# Demon fs450



## lewis16 (Dec 30, 2016)

I have this massive pain in the caboose stihl fs450 brush cutter which is just being a pig. 

It has had a new piston and cylinder as the last one was toast, scored and rings held in. 

Carb kit, it was leaking out of one of the gaskets when primed. New gaskets and diaphragms. 

Now the issue is, it didn't run when it came to me and it had almost no compression. 

It will fire when you spray carb cleaner in the carb and put the choke on, then abruptly stop. Won't run off choke at all. I've swapped the primer lines round and there is not different result really. I am running out of things to try. Just won't seem to take off. Plenty of compression, spark is healthy too. 

Sent from my SM-G930F using Tapatalk


----------



## ANewSawyer (Dec 30, 2016)

So you have already done a pressure and vac test right? What were the results of it? 

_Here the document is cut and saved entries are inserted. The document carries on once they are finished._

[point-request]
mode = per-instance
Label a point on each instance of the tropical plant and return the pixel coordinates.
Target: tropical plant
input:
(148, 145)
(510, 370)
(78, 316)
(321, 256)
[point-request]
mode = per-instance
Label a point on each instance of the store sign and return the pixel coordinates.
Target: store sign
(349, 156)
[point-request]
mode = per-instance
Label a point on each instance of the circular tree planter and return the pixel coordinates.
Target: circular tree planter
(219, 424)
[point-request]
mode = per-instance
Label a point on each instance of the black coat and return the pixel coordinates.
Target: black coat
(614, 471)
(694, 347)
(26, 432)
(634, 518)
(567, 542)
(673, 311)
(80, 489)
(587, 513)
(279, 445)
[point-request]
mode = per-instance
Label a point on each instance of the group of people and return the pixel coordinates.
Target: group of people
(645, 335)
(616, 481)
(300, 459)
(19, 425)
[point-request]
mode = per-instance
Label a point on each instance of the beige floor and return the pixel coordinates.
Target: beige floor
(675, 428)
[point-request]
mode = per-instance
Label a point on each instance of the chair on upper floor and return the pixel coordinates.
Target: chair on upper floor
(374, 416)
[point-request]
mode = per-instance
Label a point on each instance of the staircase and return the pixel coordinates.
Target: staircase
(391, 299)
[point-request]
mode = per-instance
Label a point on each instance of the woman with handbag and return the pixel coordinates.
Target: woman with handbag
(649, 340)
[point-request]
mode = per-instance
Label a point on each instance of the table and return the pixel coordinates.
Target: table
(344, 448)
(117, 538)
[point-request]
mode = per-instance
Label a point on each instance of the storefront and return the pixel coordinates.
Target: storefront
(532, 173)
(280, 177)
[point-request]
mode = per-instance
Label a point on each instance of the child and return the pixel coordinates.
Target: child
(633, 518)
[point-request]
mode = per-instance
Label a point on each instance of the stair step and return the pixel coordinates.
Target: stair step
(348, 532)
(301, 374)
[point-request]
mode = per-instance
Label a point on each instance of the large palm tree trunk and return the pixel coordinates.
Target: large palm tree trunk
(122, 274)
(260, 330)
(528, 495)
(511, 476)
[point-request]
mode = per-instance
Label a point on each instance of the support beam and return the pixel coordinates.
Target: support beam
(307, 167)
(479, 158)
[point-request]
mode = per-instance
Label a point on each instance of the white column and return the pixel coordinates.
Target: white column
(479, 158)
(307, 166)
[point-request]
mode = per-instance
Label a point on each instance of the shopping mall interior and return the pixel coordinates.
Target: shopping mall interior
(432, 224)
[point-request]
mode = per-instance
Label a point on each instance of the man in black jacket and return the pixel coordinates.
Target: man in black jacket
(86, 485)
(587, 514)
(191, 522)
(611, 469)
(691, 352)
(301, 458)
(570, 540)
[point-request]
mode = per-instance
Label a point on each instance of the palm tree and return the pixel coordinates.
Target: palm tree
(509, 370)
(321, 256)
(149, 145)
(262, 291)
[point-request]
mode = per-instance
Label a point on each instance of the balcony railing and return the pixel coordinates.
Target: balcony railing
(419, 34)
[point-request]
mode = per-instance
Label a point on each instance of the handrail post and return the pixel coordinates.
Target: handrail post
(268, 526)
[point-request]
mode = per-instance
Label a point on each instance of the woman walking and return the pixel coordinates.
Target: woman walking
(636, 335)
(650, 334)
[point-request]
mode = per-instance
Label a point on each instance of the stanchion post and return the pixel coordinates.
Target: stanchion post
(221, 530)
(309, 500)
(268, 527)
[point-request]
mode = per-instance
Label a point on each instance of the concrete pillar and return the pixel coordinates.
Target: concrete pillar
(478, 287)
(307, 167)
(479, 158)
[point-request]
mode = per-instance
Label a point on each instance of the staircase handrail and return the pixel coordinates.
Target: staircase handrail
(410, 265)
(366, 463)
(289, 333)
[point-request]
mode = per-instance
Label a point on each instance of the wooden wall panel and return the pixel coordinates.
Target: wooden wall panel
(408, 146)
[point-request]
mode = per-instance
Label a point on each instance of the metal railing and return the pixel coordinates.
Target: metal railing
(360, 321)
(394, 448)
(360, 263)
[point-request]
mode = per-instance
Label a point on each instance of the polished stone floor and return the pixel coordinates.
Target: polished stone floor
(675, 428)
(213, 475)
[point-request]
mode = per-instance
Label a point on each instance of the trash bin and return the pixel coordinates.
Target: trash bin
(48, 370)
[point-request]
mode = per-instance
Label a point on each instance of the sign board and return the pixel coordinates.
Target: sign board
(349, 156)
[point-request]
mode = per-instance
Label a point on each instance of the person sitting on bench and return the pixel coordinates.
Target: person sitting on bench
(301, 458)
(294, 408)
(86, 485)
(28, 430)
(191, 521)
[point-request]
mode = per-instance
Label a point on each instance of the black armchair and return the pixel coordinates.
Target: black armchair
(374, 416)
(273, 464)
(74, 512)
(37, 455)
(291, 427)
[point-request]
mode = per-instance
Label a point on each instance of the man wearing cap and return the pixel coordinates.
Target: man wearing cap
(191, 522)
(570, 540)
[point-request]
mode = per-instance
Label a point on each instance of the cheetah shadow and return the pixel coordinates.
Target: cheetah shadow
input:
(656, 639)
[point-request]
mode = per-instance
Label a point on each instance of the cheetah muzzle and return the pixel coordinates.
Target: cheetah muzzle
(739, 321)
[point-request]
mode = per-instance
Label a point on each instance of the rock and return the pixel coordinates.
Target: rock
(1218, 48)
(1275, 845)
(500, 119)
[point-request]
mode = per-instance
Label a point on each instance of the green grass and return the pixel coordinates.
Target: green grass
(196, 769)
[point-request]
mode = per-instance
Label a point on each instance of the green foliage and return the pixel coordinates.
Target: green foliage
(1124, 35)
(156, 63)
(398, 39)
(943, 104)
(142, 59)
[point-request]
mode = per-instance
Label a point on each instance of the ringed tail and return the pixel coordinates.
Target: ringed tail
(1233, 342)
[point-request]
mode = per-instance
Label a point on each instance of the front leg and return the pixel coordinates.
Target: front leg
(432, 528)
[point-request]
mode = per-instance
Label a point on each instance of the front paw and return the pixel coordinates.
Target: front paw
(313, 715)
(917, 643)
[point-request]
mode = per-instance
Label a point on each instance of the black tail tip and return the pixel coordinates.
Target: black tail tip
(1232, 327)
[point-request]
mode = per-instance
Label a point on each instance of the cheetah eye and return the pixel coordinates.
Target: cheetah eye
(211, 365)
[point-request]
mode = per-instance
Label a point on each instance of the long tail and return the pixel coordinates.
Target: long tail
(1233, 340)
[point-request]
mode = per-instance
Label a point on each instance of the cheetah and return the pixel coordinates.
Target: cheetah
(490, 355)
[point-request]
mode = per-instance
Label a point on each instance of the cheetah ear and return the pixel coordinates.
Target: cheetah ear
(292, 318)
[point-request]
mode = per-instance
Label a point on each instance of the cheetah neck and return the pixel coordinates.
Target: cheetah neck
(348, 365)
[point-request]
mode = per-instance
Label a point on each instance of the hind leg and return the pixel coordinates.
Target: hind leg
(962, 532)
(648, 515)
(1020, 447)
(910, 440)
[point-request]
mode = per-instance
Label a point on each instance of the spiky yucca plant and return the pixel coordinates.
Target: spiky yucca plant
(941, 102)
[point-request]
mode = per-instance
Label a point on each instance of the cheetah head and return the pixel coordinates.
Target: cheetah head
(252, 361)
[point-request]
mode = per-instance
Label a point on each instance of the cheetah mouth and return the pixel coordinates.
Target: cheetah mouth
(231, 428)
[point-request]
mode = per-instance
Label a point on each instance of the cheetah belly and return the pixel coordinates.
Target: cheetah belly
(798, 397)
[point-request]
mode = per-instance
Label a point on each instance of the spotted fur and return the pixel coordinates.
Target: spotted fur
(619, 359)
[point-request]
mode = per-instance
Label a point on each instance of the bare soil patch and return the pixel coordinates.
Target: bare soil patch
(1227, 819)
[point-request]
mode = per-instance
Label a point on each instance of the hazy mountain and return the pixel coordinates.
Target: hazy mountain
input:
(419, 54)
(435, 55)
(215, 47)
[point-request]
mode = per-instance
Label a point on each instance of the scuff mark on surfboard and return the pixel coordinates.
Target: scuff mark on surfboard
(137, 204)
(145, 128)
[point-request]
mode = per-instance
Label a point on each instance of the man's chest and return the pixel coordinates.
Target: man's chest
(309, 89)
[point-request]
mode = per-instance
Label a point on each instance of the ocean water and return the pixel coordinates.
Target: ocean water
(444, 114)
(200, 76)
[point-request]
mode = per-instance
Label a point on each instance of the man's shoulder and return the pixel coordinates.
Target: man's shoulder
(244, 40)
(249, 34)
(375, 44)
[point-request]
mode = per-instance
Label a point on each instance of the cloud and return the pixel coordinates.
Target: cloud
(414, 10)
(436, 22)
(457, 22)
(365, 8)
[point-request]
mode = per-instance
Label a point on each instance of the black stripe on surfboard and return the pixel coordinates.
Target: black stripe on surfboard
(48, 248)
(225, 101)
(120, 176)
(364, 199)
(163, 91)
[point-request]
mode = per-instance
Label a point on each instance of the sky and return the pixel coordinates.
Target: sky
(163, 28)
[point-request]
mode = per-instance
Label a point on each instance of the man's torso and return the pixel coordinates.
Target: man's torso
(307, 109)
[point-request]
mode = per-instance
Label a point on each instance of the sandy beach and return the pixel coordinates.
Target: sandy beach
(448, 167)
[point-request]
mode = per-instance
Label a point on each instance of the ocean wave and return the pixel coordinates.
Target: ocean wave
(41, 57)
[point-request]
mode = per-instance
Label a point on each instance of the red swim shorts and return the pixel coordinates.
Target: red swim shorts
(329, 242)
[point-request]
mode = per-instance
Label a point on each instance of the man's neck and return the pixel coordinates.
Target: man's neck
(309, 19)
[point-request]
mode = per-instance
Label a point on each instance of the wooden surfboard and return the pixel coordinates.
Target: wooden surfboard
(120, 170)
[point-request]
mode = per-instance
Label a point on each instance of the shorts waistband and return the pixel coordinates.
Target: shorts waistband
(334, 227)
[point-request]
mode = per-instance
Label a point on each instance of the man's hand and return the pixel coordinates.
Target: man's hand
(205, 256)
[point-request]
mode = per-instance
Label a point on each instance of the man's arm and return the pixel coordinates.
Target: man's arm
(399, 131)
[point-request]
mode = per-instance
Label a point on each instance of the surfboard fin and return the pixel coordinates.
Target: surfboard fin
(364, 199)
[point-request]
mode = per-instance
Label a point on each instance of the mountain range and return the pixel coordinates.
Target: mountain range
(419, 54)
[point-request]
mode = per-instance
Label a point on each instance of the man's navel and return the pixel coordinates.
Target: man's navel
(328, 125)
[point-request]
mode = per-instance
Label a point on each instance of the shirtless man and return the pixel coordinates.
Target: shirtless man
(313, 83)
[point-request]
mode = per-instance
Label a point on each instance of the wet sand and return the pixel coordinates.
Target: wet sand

New fuel lines and fuel filter?


----------



## lewis16 (Dec 30, 2016)

No I havn't vac tested yet. He doesn't want to pay for it lol 

Sent from my SM-G930F using Tapatalk


----------



## ANewSawyer (Dec 30, 2016)

He has a FS 450 but doesn't want to pay for a test? Who else thinks that is what roached his first piston? Idk, not much you can do without a pressure and vac test. I bet it has a large enough leak to keep it from running. Have you tried fiddling with the carb screws? I am sure you have.


----------



## lewis16 (Dec 30, 2016)

I set them back to stock just to rule it out. Guess I'll just have to pressure test it. He payed for a meteor piston and cylinder but had me fit them, he tried to clean the carb and tore the gaskets which he had to pay to replace. I suggested a pressure and vac test but I said I'd have to charge more and he said no 

Sent from my SM-G930F using Tapatalk


----------



## ANewSawyer (Dec 30, 2016)

Wonder if he runs 150:1 just to save on oil...


----------



## Conquistador3 (Dec 31, 2016)

Do a pressure test and then charge it as part of labor to fix what you'll find to be the problem. 
It will save *you* a lot a lot of time.


----------



## chainsawman2011 (Jan 6, 2017)

If it passes leak test it more than likely will need a new carb


Sent from my iPhone using Tapatalk


----------



## ANewSawyer (Jan 6, 2017)

Was wondering if there is a update on this.


----------